Serbia's Socialist-led government has adopted a 2012 draft budget review and 12 laws regulating public finance, designed to avert financial collapse.
The measures aim to reduce Serbia's consolidated budget deficit from 7.1 per cent to 6.7 per cent by the end of the year.
According to the revised budget, non-food VAT will rise from 18 to 20 per cent while taxes on profits will rise from 10 to 12 per cent next year, the government said.
Public sector wages and pensions will rise by 2 per cent in October and by the same amount again in April 2013.
The moves are aimed at repairing damaged relations with the IMF after a row over broken spending limits and the central bank's independence.

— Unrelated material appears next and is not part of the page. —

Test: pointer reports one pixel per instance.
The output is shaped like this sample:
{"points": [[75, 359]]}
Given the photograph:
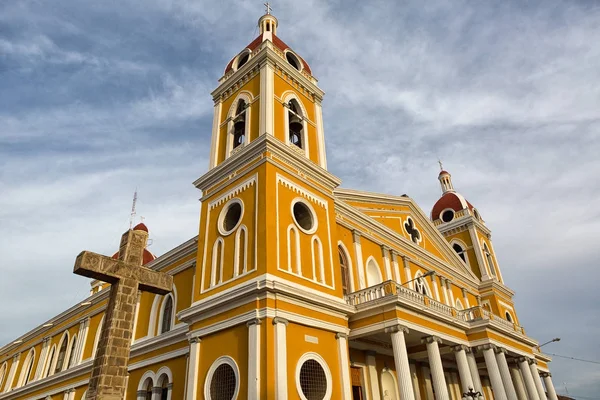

On the same day, an IMF mission opened the first of four days of talks with Serbian officials.
The Serbian delegation is headed by National Bank governor Jorgovanka Tabakovic while the IMF mission is led by Zuzana Murgasova.
The talks during the mission's visit to Belgrade will focus on analysis of the macroeconomic situation, Serbia's economic outlook and recent changes to the law on the National Bank.
Bogdan Lissovolik, IMF Resident Representative in Serbia, said ahead of the start of the talks that the mission will discuss the IMF's concerns about the recent changes to the law on the Bank that have undermined its autonomy.
The changes led Dejan Soskic, the former governor of the bank, to resign in August.
After these visits, the IMF will visit again late in 2012 ahead of planning the 2013 budget.
“We are fully ready for cooperation and certain that an agreement with the IMF may be expected before adoption of the 2013 budget,” Vlajko Senic, from the Ministry of Finance and Economy, said.